"While more severe measures — such as mandating vaccines for interstate travel or changing how the federal government reimburses treatment for those who are unvaccinated and become ill with COVID-19 — have been discussed, the administration worried that they would be too polarizing for the moment," the Associated Press reported last week after discussions with administration insiders.
"That's not to say they won't be implemented in the future, as public opinion continues to shift toward requiring vaccinations as a means to restore normalcy."
The AP emphasizes that "White House officials say Biden wanted to initially operate with restraint to ensure that Americans were ready for the strong-arming from the federal government." The piece is unusually blunt in the glimpse it offers of an administration that embraces coercive measures to achieve its goals but is trying to co-opt businesses and localities as its proxies until Americans are more ready to do as they're told.
This isn't the first time that conditions have been imposed on travel and other activities in the name of public health during the pandemic.
The administration had already announced that it plans to require foreigners traveling to the United States to be vaccinated, a restriction likely to excite little opposition in an age when border controls are popular and other countries have similar rules. Before that, states and localities imposed testing and quarantine rules on visitors and even travel bans, though most were haphazardly enforced. Hawaii, surrounded as it is by a natural moat, has most successfully imposed a masked-and-gowned version of the iron curtain. But that's just evidence of how far we've already gone down the path of turning travel from the right it once was into a privilege.
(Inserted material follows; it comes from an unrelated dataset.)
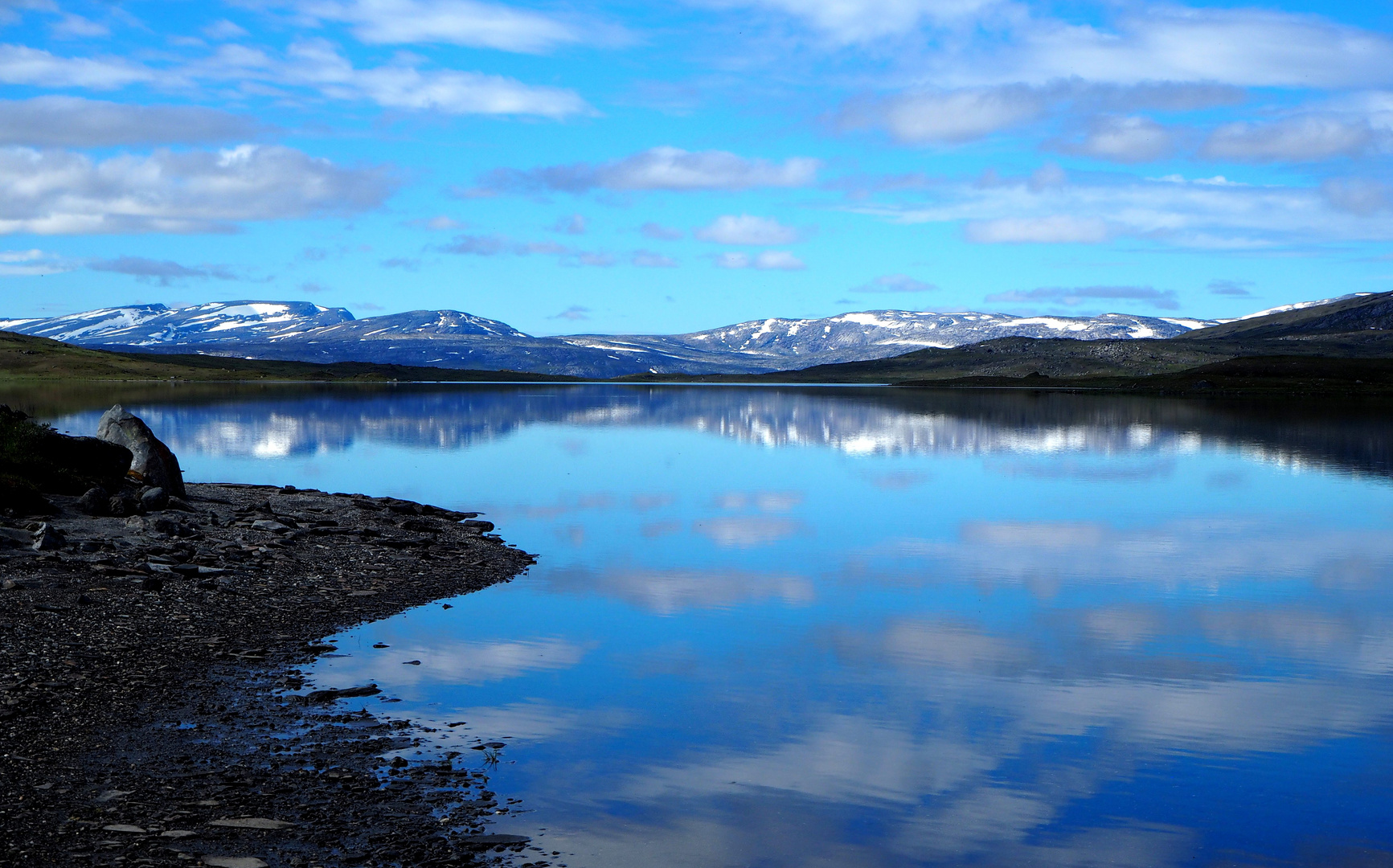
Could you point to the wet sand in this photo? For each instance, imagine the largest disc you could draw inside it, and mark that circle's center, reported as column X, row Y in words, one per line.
column 151, row 704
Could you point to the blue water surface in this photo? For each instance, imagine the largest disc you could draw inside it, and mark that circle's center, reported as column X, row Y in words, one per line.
column 798, row 626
But traveling within the country has historically been treated as a right to be freely exercised without the need to seek permission from the government, no matter how wisely (improbable though that is) officials exercise their discretion.
"Freedom of movement within and between states is constitutionally protected," Georgetown Law's Meryl Justin Chertoff noted last year after states and localities began imposing travel restrictions.
"The right of Americans to travel interstate in the U.S. has never been substantially judicially questioned or limited."
But Chertoff acknowledged that governments tend to enjoy more leeway in exercising authority when they invoke the words "public health," and civil liberties advocates often let them get away with it.
It's not just the freedom of travel at risk of becoming a conditional privilege.
"Through vaccination requirements, employers have the power to help end the pandemic," Jeff Zients, the White House Coronavirus Response Coordinator, said last Thursday as part of the effort to get employers, businesses, and local governments to impose rules that Americans aren't yet prepared to accept from Washington, D.C. Localities including New York City and San Francisco have obliged by making many indoors activities, such as dining in restaurants, attending performances, and exercising in gyms, conditional on vaccination.